Why ignore the 'unknown' or
non-obvious?
======
This, it seems to me, is the underscoring
question behind any thought/reaction system's seeming rejection of
information that is outside the scope of prior acceptance.
To
rant at an established worldview for its inability to readily accept
novel information .. and insights .. and potential gains from inclusion
of the new information, and any potential performance gain that might
entail as a result .. is to not appreciate the scope of darwinian
truth: that survival of the 'fittest' carries the embedded reality
that systems rely on prior successes and will use those as 'attractor
space(es)' to re-inforce identity .. and systemic integrity ; against any
environmental attempt to alter the systemic integrity.
Consistency
and endurance of form and activity capacity takes precedence.
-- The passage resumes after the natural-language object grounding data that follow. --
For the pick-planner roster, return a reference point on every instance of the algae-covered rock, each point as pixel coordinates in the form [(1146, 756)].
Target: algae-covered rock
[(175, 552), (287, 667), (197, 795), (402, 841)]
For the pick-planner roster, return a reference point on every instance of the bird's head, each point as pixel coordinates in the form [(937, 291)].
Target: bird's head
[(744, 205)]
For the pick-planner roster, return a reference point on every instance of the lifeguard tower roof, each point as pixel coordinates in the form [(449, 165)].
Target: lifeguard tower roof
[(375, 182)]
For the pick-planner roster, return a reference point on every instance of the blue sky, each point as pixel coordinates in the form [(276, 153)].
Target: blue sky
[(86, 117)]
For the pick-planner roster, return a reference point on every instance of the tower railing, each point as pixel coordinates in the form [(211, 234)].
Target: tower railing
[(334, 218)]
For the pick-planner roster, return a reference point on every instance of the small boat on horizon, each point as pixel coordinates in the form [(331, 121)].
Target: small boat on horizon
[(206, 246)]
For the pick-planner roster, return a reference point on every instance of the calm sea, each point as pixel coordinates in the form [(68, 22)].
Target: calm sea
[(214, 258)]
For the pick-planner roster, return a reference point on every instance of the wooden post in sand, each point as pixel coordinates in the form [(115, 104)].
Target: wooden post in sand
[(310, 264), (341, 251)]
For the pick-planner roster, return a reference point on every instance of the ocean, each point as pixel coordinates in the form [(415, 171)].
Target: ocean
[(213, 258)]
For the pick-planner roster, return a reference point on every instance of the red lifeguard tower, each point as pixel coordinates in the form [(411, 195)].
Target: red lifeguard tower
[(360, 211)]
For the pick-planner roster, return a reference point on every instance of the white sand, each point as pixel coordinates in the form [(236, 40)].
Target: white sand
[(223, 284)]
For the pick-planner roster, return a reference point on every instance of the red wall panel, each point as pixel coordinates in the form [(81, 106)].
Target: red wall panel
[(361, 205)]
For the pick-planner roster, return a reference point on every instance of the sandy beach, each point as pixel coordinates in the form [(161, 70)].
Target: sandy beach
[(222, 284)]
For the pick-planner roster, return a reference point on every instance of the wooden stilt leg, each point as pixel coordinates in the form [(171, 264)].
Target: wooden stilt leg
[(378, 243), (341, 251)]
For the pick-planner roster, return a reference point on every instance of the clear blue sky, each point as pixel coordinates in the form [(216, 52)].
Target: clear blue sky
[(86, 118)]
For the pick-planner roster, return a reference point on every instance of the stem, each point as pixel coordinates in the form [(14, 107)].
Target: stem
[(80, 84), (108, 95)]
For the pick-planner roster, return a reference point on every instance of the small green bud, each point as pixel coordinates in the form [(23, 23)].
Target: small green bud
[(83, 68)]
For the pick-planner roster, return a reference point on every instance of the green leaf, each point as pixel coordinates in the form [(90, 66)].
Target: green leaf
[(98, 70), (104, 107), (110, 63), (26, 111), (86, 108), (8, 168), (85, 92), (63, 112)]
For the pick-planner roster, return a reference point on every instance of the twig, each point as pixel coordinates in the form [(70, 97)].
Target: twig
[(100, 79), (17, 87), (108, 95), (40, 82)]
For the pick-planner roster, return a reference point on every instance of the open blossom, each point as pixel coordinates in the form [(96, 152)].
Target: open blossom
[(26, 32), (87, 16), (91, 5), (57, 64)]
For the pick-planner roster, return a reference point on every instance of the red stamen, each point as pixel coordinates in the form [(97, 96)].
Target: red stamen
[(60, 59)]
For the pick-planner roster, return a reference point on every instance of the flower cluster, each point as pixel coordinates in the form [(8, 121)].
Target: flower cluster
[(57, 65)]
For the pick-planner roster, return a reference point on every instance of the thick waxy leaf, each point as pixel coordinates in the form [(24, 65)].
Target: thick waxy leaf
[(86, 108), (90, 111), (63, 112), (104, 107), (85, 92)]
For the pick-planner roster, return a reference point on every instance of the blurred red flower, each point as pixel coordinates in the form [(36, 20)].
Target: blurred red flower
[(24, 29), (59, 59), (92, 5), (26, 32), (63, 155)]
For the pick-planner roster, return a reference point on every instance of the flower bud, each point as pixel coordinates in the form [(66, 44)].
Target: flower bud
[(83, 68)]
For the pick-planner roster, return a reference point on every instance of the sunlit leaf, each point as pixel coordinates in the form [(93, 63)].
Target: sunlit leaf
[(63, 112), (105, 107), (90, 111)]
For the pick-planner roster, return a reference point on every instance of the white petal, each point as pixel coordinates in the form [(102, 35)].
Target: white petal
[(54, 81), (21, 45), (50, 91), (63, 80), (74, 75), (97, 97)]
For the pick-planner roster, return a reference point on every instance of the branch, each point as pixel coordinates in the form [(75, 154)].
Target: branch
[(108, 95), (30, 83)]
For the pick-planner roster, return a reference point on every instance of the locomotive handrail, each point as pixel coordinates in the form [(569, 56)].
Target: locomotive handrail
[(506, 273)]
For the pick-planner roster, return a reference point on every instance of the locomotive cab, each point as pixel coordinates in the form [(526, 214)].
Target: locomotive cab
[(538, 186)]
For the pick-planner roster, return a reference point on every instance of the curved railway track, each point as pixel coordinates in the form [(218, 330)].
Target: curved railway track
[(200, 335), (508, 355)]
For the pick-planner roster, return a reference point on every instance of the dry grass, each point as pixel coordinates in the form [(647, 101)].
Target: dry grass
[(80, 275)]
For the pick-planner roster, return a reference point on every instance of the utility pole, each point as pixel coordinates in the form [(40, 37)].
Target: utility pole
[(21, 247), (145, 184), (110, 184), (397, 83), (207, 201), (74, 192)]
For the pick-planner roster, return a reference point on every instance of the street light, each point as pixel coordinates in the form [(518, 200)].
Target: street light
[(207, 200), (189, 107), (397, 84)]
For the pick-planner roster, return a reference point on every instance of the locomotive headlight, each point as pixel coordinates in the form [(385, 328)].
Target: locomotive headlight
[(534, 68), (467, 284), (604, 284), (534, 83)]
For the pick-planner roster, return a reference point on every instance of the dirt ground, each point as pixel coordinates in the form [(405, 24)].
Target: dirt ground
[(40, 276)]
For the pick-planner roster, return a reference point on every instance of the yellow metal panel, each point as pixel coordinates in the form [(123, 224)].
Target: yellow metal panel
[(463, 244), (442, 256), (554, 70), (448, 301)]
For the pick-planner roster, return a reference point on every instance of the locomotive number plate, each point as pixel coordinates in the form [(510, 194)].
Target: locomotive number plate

Its
just how things are. Newtonian inertial momentum rising to a
presence in all levels of organization, simply holding forth as the
qualities called 'tradition' and 'habit' and so forth.
You don't
impose a beef eating life style on a culture that reveres cattle as
sacred. You don't mix chiral road-rules left side / right side
(britain/america) together and expect nirvana just because to went from a
limited paradigm to a more inclusive one.
Science should not be
castigated because of its reluctance to include novel patterns,
thought-space, relations.
The transform of human knowledge that might
be possible with the arising of any new inventive way of thinking and
being has to measure up first to existence's bed-rock standard: is it
utile? is it amenable and integratable? is something gained that
indisputably takes the system to a niche of integrity improvement .. for
all the conditions and parameters present?